Er sagte das in einem unfreundlichen Ton und schaute uns die ganze Zeit unbeirrt in die Augen, ohne zu schwanken und zu wanken.

„Tja, was soll ich darauf sagen?“, antwortete ich. „Das ist jetzt nicht leicht für mich: Wir reden ja hier über IHR Leben, das ist IHRE Lebensbühne. Wir gehen nur auf der abgedunkelten Bühne herum und machen hier und da ein Licht an, um zu schauen, ob in der Ecke etwa der Wahnsinn lauert ...“

„Welcher Wahnsinn denn?“, wollte er verärgert wissen.
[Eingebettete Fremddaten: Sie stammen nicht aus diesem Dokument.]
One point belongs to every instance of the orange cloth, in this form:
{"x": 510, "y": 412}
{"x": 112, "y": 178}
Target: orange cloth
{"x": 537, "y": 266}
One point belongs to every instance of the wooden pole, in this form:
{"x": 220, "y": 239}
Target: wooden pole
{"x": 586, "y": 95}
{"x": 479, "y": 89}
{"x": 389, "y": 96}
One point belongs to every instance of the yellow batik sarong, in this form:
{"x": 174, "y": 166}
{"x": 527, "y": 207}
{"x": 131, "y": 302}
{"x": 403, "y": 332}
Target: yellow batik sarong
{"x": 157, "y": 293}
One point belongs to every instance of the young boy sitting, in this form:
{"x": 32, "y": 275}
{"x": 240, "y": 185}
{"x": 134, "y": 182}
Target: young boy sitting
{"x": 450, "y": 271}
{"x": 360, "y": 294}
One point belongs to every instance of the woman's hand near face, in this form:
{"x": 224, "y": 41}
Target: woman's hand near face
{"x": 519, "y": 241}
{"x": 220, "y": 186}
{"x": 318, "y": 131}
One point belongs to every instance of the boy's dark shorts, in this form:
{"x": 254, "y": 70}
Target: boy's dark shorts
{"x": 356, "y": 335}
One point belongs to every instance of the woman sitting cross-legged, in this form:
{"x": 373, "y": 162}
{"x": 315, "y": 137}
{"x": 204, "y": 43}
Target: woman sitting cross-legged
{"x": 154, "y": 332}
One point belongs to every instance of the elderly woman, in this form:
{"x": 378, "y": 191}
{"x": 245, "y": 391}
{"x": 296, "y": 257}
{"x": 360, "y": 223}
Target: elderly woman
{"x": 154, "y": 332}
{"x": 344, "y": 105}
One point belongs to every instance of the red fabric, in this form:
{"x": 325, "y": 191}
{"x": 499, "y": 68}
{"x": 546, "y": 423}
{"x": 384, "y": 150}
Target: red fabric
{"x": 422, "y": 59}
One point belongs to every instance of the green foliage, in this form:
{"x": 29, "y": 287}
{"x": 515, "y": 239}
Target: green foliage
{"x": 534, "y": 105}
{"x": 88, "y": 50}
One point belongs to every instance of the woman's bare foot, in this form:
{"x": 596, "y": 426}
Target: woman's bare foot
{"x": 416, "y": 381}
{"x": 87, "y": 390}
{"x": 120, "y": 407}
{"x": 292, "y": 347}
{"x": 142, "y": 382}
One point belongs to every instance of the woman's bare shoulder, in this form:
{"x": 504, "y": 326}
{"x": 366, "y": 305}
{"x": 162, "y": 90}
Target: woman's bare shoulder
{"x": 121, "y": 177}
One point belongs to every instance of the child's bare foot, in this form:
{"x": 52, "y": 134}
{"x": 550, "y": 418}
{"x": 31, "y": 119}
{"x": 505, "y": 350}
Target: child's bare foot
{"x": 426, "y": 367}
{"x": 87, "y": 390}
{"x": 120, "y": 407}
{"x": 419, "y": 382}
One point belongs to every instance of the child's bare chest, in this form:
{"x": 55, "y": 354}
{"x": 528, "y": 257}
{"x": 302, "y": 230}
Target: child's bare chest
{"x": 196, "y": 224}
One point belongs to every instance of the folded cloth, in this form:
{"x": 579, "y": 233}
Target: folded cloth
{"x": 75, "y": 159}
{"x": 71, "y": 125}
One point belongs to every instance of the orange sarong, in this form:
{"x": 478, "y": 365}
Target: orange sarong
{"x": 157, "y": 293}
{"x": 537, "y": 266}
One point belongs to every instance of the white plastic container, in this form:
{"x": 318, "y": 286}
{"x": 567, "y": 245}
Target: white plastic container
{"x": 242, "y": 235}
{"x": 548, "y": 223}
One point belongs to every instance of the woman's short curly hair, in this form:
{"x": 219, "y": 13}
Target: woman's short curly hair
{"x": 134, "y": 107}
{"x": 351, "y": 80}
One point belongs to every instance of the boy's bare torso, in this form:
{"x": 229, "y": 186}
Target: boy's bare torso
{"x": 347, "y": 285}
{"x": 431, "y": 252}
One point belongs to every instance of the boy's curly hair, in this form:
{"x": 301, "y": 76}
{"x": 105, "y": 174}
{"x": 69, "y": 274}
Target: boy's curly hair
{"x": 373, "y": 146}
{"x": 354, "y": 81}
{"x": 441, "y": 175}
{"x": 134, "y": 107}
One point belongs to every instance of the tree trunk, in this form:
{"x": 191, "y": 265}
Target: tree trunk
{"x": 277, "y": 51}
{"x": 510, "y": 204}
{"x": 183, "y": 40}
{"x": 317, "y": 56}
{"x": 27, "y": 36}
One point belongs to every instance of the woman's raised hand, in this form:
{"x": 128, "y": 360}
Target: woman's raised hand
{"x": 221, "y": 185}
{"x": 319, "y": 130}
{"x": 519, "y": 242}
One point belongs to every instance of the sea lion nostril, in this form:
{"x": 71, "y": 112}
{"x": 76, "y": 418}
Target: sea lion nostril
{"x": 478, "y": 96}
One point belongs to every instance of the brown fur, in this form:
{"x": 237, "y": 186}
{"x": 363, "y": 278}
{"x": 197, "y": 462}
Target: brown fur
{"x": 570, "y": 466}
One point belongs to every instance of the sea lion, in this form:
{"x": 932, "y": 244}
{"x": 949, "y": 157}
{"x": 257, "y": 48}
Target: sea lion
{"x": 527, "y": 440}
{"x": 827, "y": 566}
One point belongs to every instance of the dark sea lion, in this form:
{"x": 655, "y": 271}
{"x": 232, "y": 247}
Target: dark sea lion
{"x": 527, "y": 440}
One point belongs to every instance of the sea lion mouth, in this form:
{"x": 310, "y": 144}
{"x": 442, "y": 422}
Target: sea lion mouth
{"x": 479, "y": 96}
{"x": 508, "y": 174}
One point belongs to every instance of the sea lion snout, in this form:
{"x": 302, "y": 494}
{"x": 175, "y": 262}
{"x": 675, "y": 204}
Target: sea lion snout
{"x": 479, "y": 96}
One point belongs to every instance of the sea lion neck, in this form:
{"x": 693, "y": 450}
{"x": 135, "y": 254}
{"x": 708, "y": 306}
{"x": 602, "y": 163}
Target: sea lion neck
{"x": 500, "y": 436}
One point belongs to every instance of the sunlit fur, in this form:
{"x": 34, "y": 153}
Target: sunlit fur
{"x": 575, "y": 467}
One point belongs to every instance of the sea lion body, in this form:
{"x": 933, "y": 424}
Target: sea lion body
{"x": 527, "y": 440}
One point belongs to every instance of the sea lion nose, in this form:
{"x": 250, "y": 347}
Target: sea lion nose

„Nun ja, der Wahnsinn zeigt sich ja nicht offen. Er liegt in den dunklen Ecken und wartet darauf, zuzuschlagen. Bei Ihnen haben wir jetzt eine solche dunkle Ecke gefunden und ich weiß nicht, ob ich DIESES Licht anknipsen soll oder nicht, ob Sie das aushalten ...“

Lennart schnaubte. „Pfff! Ich halte das aus – wie heißt denn der Wahnsinn [sehr betont ausgesprochen], den Sie da in Ihrem Herumstochern gefunden haben wollen?“

Ich druckste noch ein bisschen herum, weil ich wirklich nach Worten suchte und schaute ihn schließlich an:

„Ist Ihnen im Gespräch mit der Mutter kein einziges Mal klargeworden, dass sie dabei über SIE als Kind gesprochen hat, während sie so vom Leder zog? Waren Sie denn so ein böses Kind? Wenn dem so war, dann kann ich die Haltung Ihrer Mutter nachvollziehen!“

Da geschah etwas mit ihm: Er schaute mich empört an, eine beeindruckend steile Augenbraue schoss in seine Stirn und er schüttelte fassungslos den Kopf. Zunächst sprachlos fasste er sich schließlich: „Ich war ein total ruhiges Kind, ich war einsam und alleine zu Hause, während meine Mutter zur Arbeit ging. Ich habe nie Widerworte gegeben, ich habe mich nie schreiend im Supermarkt auf dem Boden herumgewälzt. Zu Hause habe ich das Bad und die Küche geputzt, den ganzen Abwasch schon als kleiner Junge gemacht, während die anderen Jungs draußen

Fußball spielten. Ich wäre so gern gewesen wie sie! Und immer habe ich die anderen Kinder zum Beispiel am Muttertag oder noch mehr am Vatertag beneidet, weil die Familie vollständig war! Ich war viel zu ruhig und viel zu still, so würde ICH es heute sagen!“


Ich schaute ihn traurig an – und sagte nichts. Da fing er an zu weinen und wollte von mir wissen, warum seine Mutter es fertigbrachte, derart schlecht über ihn zu reden. DAS konnte ich ihm in den folgenden langen Beratungsstunden erklären.


Den Abtreibungstermin durften wir absagen.